翌朝。痛む体を引きずるように身支度を整え部屋を出ると、上田さんが居心地悪そうに立っていた。
「…朝食はバイキングだ。昨日夕食を食べそこねたからな、存分に食べろ」
目を合わす事なく告げた上田さんについて歩いていると、聞き慣れた声が届いた。
「お~、おはようございます上田先生!」
矢部さんだ!矢部さん!…にゃ~!
なんだか恥ずかしくて、上田さんの背中に隠れてみた。
「おはようございます矢部さん。
…YOU、隠れてないで挨拶しなさい」
「え!?」
「なんやおったんか。普通お前が先に挨拶するもんや!『おはようございます』、ハイ」
「ぉ…おはようございます」
「よし。
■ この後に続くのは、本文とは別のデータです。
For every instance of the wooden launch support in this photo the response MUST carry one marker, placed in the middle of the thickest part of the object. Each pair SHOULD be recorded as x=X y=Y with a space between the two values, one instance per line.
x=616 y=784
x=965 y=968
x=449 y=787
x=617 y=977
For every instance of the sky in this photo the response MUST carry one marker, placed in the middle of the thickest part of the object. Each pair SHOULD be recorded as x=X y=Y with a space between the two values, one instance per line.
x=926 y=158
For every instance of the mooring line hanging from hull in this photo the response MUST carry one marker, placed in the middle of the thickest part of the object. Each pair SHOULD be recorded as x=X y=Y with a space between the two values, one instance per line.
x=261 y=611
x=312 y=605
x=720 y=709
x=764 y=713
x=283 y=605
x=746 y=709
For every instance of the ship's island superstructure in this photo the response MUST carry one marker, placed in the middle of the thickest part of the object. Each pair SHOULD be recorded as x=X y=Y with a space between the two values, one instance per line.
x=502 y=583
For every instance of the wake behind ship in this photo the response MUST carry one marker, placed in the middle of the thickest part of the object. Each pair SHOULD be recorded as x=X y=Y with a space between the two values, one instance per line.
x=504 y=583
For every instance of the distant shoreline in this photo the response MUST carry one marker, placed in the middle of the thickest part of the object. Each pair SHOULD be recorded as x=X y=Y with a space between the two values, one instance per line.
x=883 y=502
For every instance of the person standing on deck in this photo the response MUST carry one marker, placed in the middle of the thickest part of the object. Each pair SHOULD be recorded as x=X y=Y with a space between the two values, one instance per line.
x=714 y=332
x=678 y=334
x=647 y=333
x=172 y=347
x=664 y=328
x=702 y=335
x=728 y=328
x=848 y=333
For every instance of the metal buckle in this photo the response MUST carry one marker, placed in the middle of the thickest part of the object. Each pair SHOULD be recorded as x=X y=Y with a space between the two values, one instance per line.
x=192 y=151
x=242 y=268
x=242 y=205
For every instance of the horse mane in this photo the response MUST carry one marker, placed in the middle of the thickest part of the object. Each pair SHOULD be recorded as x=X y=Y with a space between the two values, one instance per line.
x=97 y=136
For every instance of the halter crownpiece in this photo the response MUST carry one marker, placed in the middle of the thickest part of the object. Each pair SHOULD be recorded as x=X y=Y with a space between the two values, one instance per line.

しかし朝食も旨そうやな~」
上田さんと矢部さんは、談笑しながら次々と料理を皿に盛っていく。
私は空の皿を抱えたまま、矢部さんをぼんやり見つめていた。


「YOU…言ってこいよ」
「えっ?」
「二人で話せる機会は滅多にないぞ」
そう言うと上田さんは両手に皿を抱えてテーブルに行ってしまった。
上田さん…辛いだろうに、私を応援してくれるんだ…。
目の前にはまだ矢部さんがいる。
そう…今しかないんだ。行け、奈緒子っ!
「…矢部っ!」
恋する乙女な気持ちで見つめたのに、矢部さんには睨みつけたように見えたらしい。
矢部さんは反射的に右手で頭を押さえて、数歩後ずさった。
「呼び捨てはあかん!…何や」
「…大事な話があるんです」
二人きりで話すなんて久しぶりで落ち着かない。
大丈夫、私には上田さんがついてる。
矢部さんの腕をつかみ、何も言わずに見つめた。
「お前なぁ…何がしたいんですかー?」
明らかに不審がられてるけど、一応確保できた。
あとは真面目に。ちゃんと、大きな声で。
「私…。…私、矢部さんが好きです。矢部さんの彼女になりたい」
「……。…へ?」
回りくどいのは通じないだろうから、率直に伝えた私の想い。
どきどきして足が震える。きっと顔は真っ赤になっているだろう。
それでも勇気を出せたことが嬉しくて、私はもう一度だけ言った。
「好きです…矢部さん」
「…大事な話、って…それ…からかってんのか!?は、…はぁ?お前が、彼女って何や!?阿呆か!!」
「私、本当に…ずっと前から好きです」
矢部さんはぽかんと口を開けて硬直してる。
ここからどうなるのか、私にはわからない。
でも、不思議と怖くはなかった。



---数分後。
上田さんの向かい側に倒れ込むように座り、ほてる体を落ち着かせるように深呼吸を繰り返した。
「…上田さん。私、言った…」
料理を掻き込む手を止め、上田さんはちらっと私を見た。
何から話したらいいんだろう。
とにかく、上田さんに話したいことがたくさんあるんです。
「…上田さん、あのね」
上田さんは時折頷きながら、私の話を聞いていた。
色々あったけど、上田さんに会えてよかったと素直に思えた。

お父さん。私、幸せです。
あたたかくて優しい大切な人が、一緒にいてくれるから。

私をずっと見守ってくれる人。
私一人を、変わらず愛してくれる人。